Why the State Says It’s Beneficial

Republican sponsors and the DeWine administration frame SB 56 as necessary “cleanup” legislation that honors the will of voters while closing dangerous loopholes.
Key arguments from proponents:
• Child protection: Before the bill, intoxicating hemp products were sold with no age verification, often in candy-like packaging, and contained untested synthetics or high THC levels. Gov. DeWine and supporters repeatedly highlighted products marketed to children. “Marijuana cannot be marketed to kids… Intoxicating hemp, on the other hand, can and does look like candy. And they do it on purpose,” DeWine said during debates.
• Public safety and oversight: The bill imposes clear rules on possession, transport, advertising, and use (e.g., no smoking in cars, original packaging requirements) and aligns Ohio’s program with a pending federal ban on intoxicating hemp.
• Regulatory clarity: Sponsors said Issue 2 left vague language that prevented proper tax distribution to host communities and created an unregulated “gray market” competing unfairly with taxed, tested dispensary products. Sen. Stephen Huffman (R-Tipp City), the lead sponsor, stated the bill delivers “regulations that protect Ohio’s children, without overriding the will of Ohioans.”

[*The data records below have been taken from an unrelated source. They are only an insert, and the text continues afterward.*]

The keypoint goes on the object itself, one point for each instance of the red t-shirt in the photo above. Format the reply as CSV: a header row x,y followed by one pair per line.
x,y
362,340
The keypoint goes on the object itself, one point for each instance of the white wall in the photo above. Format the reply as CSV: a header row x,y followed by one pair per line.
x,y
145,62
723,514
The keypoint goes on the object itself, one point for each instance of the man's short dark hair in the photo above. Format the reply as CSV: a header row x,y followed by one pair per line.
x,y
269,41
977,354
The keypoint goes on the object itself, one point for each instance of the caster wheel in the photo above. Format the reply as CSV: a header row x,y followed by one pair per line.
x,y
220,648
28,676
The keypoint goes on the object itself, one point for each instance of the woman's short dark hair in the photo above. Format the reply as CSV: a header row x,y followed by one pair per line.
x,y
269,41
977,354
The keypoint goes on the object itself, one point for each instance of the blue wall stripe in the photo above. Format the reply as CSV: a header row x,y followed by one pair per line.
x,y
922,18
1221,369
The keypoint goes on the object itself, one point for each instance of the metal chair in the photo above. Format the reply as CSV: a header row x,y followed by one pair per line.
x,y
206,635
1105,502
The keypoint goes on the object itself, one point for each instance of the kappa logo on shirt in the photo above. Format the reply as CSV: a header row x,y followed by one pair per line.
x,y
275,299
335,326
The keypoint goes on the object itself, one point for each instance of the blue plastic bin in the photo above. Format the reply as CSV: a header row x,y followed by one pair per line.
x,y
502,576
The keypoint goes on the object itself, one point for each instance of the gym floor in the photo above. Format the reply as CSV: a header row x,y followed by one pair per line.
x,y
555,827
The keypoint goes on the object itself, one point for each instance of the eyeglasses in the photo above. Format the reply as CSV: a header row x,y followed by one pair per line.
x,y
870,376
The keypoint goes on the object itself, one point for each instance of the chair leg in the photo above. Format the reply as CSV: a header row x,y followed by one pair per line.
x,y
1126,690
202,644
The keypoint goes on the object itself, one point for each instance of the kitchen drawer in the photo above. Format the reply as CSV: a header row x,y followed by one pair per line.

Licensed marijuana industry groups (Ohio Cannabis Coalition, Coalition to Regulate Marijuana Like Alcohol) largely support the hemp restrictions, arguing the unregulated market sold dangerous, untested products and undermined the legal, taxed industry voters approved.
The Alleged Impact on Small Businesses and Local Communities
Opponents—primarily hemp retailers, manufacturers, and the Ohio Healthy Alternatives Association—call SB 56 a “disaster” that will shutter thousands of businesses and eliminate tens of thousands of jobs.
The most repeated claim: SB 56 will close an estimated 6,000 small businesses and cost Ohio roughly $1 billion in annual economic activity. This figure comes directly from the “Ohioans for Cannabis Choice” referendum campaign and has been echoed in news coverage and statements from affected retailers. Earlier industry estimates during a related 2025 executive order cited more than 4,000 retailers (including over 2,000 dedicated smoke/hemp shops) selling these products, with some stores deriving 50–90% of revenue from them. Industry groups projected 20,000+ job losses when including indirect effects.
Many convenience stores, gas stations, and family-owned smoke shops invested heavily in inventory that will now be unsellable or restricted to the limited number of dispensaries. Retailers have described the change as an existential threat, with some warning of immediate closures, mass layoffs, and destroyed stock. The campaign argues the law overrides voter intent, criminalizes previously legal products, and harms consumers who prefer accessible, lower-potency options.
Important caveat on the 6,000 figure: It originates from hemp-industry advocates and the referendum drive; no independent, verified statewide count of businesses that would fully close has been published in legislative analyses or neutral economic studies. Many convenience stores and gas stations sell these products as a side business, so the total number of outright closures may be lower than 6,000, though revenue losses and partial closures could still be widespread. The licensed cannabis industry counters that the referendum is funded by hemp interests seeking to preserve an unregulated market that undercuts taxed dispensaries.
What Happens Next
A citizen referendum effort is collecting signatures to place repeal of the bill’s first three sections (the bulk of the changes) on the November 2026 ballot. If successful, voters will have the final say.
Ohio Senate Bill 56 highlights a classic regulatory tension: one side sees essential protections for children and a level playing field for a new legal industry; the other sees government overreach that punishes small entrepreneurs who operated in good faith under federal hemp law. As the March 2026 deadline approaches and signature-gathering intensifies, the debate is far from over.